I was a Deluded Liberal

The tiny elections held last night loom large in the reconstruction of the Republican party even as the tiniest election of them all, in upstate New York, threaten to keep it confused and hobbled by divisive internal attacks from Valkyries like Sarah Palin. She and Dick Armey and the Teabagger Militia rolled in behind an ultra-conservative against a moderate Republican and thereby handed the long-red district to the blues.

But for Democrats, last night was, I believe, a watershed of a different type. For me, anyway, it proved that Obama has waited too long to put his positive stamp on the country; has deferred too much to others; has simply not been the bold leader many had hoped he'd be. And now I think he has let the GOP, which had been flat on its back in the first row of seats like a wrestler hove out of the ring, climb back between the ropes bloodied but eager (and strong enough) for a fight.

Let us review for a moment the health care issue. Perhaps it wasn't obvious until right now that the thing ought to have been wrapped up and delivered before the election. The message moderates will take from the pair of big GOP gubernatorial victories is that Obama may not be magical after all; and that they need not support him on health reform. I could be wrong, but I think Obama has let the moment pass. Thanks to his pusillanimous fellow Dems in the Senate (especially the no-account Harry Reid) and thanks even more to the ever-perfidious Lieberman (who seems perversely to enjoy ruining any laudable cause he can influence), I think health care is going to be lost like a ship foundering in heavy seas, and that reform will be found only in Davey Jones' locker.

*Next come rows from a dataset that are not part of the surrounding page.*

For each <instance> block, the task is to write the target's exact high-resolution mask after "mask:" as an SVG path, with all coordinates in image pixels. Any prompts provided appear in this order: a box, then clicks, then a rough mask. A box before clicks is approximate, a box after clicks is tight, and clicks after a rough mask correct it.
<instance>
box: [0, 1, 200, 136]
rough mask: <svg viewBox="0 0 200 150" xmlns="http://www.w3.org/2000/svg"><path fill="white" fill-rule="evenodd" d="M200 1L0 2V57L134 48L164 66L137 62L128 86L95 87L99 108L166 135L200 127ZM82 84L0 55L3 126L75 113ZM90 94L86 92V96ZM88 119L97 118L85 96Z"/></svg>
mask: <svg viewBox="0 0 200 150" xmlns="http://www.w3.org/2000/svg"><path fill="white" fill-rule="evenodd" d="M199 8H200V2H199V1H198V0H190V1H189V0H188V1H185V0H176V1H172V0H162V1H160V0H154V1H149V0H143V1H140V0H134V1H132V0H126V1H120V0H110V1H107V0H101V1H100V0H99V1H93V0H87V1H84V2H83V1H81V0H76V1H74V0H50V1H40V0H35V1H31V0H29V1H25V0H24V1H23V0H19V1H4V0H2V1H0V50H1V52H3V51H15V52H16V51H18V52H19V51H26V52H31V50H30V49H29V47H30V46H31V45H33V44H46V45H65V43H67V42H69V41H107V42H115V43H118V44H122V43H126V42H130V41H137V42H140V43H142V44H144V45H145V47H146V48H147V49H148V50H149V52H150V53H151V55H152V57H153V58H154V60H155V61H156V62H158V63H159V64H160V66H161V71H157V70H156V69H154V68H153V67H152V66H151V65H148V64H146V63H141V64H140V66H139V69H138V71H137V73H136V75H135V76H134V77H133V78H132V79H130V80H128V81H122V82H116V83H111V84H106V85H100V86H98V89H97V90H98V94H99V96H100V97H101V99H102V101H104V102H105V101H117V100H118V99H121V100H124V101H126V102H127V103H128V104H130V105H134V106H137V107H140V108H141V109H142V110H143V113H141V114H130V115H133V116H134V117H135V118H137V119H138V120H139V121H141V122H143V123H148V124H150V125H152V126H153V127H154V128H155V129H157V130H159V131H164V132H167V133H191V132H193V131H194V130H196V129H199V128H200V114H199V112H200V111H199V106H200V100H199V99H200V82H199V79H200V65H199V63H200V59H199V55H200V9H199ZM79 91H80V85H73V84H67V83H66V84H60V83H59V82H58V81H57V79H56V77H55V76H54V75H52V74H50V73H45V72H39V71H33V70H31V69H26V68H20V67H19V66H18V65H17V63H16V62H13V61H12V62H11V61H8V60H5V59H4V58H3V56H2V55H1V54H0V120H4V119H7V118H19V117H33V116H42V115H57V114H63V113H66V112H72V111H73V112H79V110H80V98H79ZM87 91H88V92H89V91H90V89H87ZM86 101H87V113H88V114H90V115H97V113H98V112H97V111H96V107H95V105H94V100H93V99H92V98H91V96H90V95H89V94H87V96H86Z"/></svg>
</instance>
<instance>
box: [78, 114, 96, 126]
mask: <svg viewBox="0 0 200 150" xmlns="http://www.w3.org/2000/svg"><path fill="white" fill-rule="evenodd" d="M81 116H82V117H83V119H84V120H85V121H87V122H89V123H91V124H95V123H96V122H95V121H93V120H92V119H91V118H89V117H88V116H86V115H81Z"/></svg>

Let us now review New Jersey if we must. What gave the Democrats the idea they could win with a guy from Goldman Sachs who talks like an undertaker and doesn't know how to tie on a seat belt at high speed? Corzine stank of all that stinks in this land--the cynical manipulation of events with mountains of ill-gotten cash--and the voters went for the Other Guy, who happens to be a member of the Party of Limbaugh. Nice going, Dems.

Finally let us review Afghanistan. The right thing is to get us the hell out of that historical destroyer of empires. How many times does a person have to see "The Man Who Would Be King" before he realizes Afghanistan is a lose-lose proposition? And yet we waste blood and treasure there as if bin Laden were somehow just down the next street awaiting capture. I know Obama never said he wanted out of Central Asia. But so what? Afghanistan only adds to the sense that the extremely historic election in 2008 has resulted in nothing of great note on the ground. And lets just not talk about Iraq for now.

Sure, the stimulus has worked somewhat. Sure, there's lip service and some progress on some fronts (gay rights, energy independence); but any garden variety Democrat could have done as much.

Maybe Obama needed a wake up call. It's just that I'm not sure I know who he is right now, and what he'll do once he wakes up.